Наступило долгое молчание. Журналистка была настолько ошеломлена, что начала сомневаться, правильно ли она поняла Джона. Она крутила его слова так и этак, но результат получался одним и тем же.
– Что ты имеешь в виду? – заговорила она наконец. – Почему мой материал не пойдет?
– То, что я сказал, Мэтти. Его не напечатают. – Очевидно, Краевски нелегко давался этот разговор. – Послушай, я сожалею, но сейчас не могу рассказать тебе подробности, потому что Грев взял все под свой личный контроль – я к твоему материалу даже не притронулся, уж поверь мне… однако, похоже, история настолько сенсационна, что наш уважаемый редактор решил не печатать ее, пока полностью не убедится в истинности твоих сведений. Грев говорит, что мы всегда поддерживали правительство, и он не собирается выбрасывать в окно редакторскую политику на основании анонимного листка бумаги. Мы должны иметь абсолютную уверенность, прежде чем сделать такой шаг, а этой уверенности у нас нет – мы не знаем, кто подбросил нам информацию.
– Боже мой, какое значение имеет источник? Человек, приславший мне результаты опроса, не стал бы так поступать, если б знал, что его имя станет известно всему миру! – запротестовала Сторин. – В данном случае важно только одно: правдива ли информация из опроса – и тут я получила вполне надежное подтверждение.
– Послушай, я знаю, что ты сейчас чувствуешь, Мэтти, и мне очень хотелось бы оказаться за миллион миль отсюда. Даю тебе честное слово, я спорил с Гревом изо всех сил, защищая твой материал, но он принял окончательное решение и упрямо стоит на своем. Статья не пойдет в номер.
Сторин отчаянно хотелось громко и пронзительно закричать. Внезапно она пожалела, что звонит из шумного вестибюля, где ее мог услышать кто-нибудь из конкурентов-репортеров, и она не имела возможности приводить свои доводы, да еще теми словами, которые рвались наружу. В конце концов, вокруг было полно женщин из избирательных округов!
– Дай мне поговорить с Гревом, – попросила журналистка.
– Извини. Он разговаривает по телефону.
– Я подожду.
– Честно говоря, – смущенно признался Краевски, – он будет занят очень долго. И он настоял на том, что именно я должен все тебе объяснить. Я знаю, он хочет с тобой поговорить, Мэтти, но завтра. Сегодня его совершенно бесполезно пытаться переубедить.
– Значит, он не станет публиковать статью, у него кишка тонка самому мне про это сказать, и он предоставил тебе сделать за него грязную работу! – презрительно бросила корреспондентка. – На какую газету мы работаем, Джонни?

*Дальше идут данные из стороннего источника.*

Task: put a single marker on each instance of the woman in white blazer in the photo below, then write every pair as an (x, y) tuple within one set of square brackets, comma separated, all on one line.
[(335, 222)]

Она слышала, как заместитель редактора откашлялся, пытаясь подобрать подходящие слова. Краевски понимал, что Мэтти глубоко возмущена не только из-за статьи, но еще и потому, что Престон использовал его в качестве буфера. Он спрашивал себя, не следовало ли ему сражаться за нее сильнее, но за последние недели почти все его мысли были об очевидной, пусть и не принесшей ему никаких плодов сексуальности Сторин, и он уже не был уверен в своей объективности.
– Мне очень жаль, Мэтти, – только и сказал заместитель редактора.

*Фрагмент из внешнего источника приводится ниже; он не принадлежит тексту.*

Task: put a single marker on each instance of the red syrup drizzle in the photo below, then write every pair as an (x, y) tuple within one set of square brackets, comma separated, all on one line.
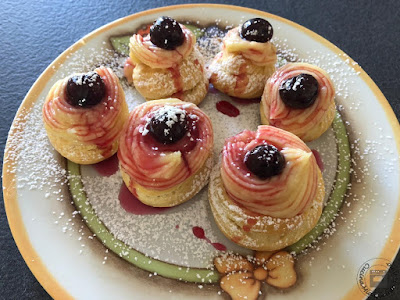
[(132, 204), (227, 109), (107, 167), (199, 233), (212, 89), (318, 159)]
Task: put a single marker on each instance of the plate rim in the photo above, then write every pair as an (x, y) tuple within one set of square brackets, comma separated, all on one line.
[(14, 217)]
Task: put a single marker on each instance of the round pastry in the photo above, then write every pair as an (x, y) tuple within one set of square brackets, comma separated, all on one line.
[(299, 97), (84, 115), (165, 152), (246, 61), (167, 63), (267, 191)]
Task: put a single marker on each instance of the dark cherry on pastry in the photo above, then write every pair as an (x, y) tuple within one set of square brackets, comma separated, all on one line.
[(166, 33), (299, 91), (265, 161), (85, 90), (169, 127), (257, 30)]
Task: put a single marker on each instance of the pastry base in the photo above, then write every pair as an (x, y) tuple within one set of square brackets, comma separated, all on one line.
[(237, 76), (69, 146), (175, 195), (267, 234)]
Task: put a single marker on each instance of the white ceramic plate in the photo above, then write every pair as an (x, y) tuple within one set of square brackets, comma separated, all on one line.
[(69, 262)]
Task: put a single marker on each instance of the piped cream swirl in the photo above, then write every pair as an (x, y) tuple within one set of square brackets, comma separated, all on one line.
[(283, 196), (308, 123), (258, 53)]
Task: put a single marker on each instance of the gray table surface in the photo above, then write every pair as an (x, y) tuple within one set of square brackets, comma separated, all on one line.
[(34, 33)]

– Да пошел ты, Джонни! – прошипела женщина, бросив трубку на рычаг.
Она была в настоящей ярости не только на Престона и политику, но и на себя – за то, что не смогла найти более убедительных аргументов и более внятного способа их изложения.
Не обращая внимания на недовольный взгляд одного из стюардов, стоявшего в соседней телефонной будке, журналистка прошла через фойе.
– Мне нужно выпить! – громко объявила она самой себе и всем, кто находился в пределах слышимости, после чего решительно направилась в сторону бара.
Бармен как раз поднимал решетку над стойкой, когда появилась Мэтти и с грохотом поставила туда свою сумку, швырнув рядом с нею банкноту в пять долларов. Одновременно она толкнула под локоть другого посетителя, уже сидевшего на табурете и явно приготовившегося принять первую порцию за этот вечер.
– Извините, – раздраженно сказала Сторин, но ее слова прозвучали не слишком искренне.
Мужчина повернулся к ней лицом:
– Юная леди, судя по вашему виду, вам необходимо выпить. Мой доктор говорит, что так не бывает, но что он понимает в жизни? Вы не против, если мужчина, который мог бы по возрасту быть вашим отцом, присоединится к вам? Кстати, меня зовут Коллинридж. Чарльз Коллинридж. Но, пожалуйста, называйте меня Чарли. Все меня так называют.
– Что ж, Чарли, если мы не станем говорить о политике, я буду только рада, – вздохнула Сторин. – И пусть мой редактор совершит первое достойное действие за сегодняшний день и оплатит вам двойной виски!
* * *
В просторной комнате с низким потолком собралось множество людей. Из-за жара их тел в сочетании с центральным отоплением там было почти нестерпимо душно, и многие из гостей молча проклинали двойное утепление, которое архитекторы столь старательно установили в бунгало на «Сверхурочной аллее».
В результате, когда секретарша Уркхарта начала разносить охлажденное шампанское, она имела большой успех, и уже ни у кого не вызывало сомнений, что прием Главного Кнута пройдет в непринужденной и расслабленной обстановке.
Однако Фрэнсис не мог обойти всех и принять благодарность гостей. Он оказался зажатым в углу гигантской фигурой Бенджамина Лэндлесса. Газетный магнат из Ист-Энда сильно потел, и ему пришлось снять пиджак и расстегнуть воротник, открыв всему миру похожие на парашютные стропы зеленые подтяжки, на которых держались огромные широкие брюки. Тем не менее Лэндлесса нисколько не беспокоили подобные мелочи, так как все его внимание было сосредоточено на попавшей в ловушку жертве.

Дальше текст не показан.